Bulbbul’s character arc: a woman who is abused and returns equal to her abusers in violence, is a played-out horror trope in countless horror films. Jennifer Hills, from the I Spit on Your Grave series of films, is a perfect example. Jennifer Hills is raped and tortured by a gang of thugs, before gaining the “strength” to come back and violently murder each and every man who wronged her. Also, Kim Bok-nam from the 2010 South Korean thriller Bedevilled, after being abused and enslaved by her husband, suddenly snaps and kills the men who wronged her.
This film markets itself as a feminist narrative, with a female protagonist who is badass, independent, powerful, and intelligent. But there is a disconnect between what the film appears to be and ends up implying. Why should a woman be portrayed as a victim before she is portrayed as powerful? This perpetuates the incredibly harmful stereotype that a woman can only be powerful after she has been violated. This is particularly egregious in Bulbbul as it is hinted that the source of our protagonist’s strength is divine or supernatural, thereby implying that women don’t have inherent power and require outside interference to be badass, independent, powerful, and intelligent.
All the men in the movie are shown as hateful and oppressive savages, but I am unable to understand why the movie forces Bulbbul to stoop to their level. The key principle at play here is “if you murder a murderer, the number of murderers in the world remains the same.” Bulbbul’s chosen path to making society a better place is inflicting the same violence and hatred on the abusers, but that does not make her morally superior. The film makes it seem as if a woman must do the things that evil men do to be powerful, rather than understanding the merits of affecting change in other ways and being the bigger person.
Bulbbul attempts to criticise Indian society for its deep-rooted classism and sexism.

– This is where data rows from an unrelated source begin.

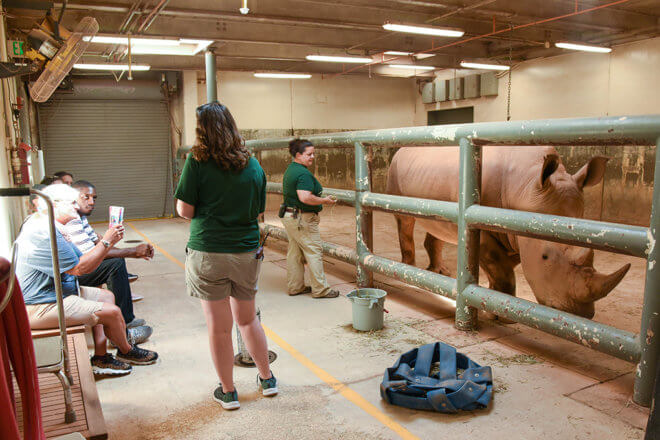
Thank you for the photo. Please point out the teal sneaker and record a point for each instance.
(228, 401)
(268, 386)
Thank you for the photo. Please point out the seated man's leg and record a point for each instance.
(109, 316)
(113, 273)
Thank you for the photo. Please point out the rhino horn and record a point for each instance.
(584, 257)
(600, 285)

The fact that films and television shows are being made to try and raise awareness, or start a conversation, about these issues is commendable. But the problem presented by movies like Bulbbul is the lack of nuance with which they approach these issues. The vast, sweeping generalisations made by Bulbbul are easy for critics to dismiss by calling them “overblown” or “exaggerated”. The fact that this film plays into as many stereotypes as it attempts to address is its biggest shortcoming, and that’s where, ultimately, all the progress that Bulbbul attempts to make is demolished.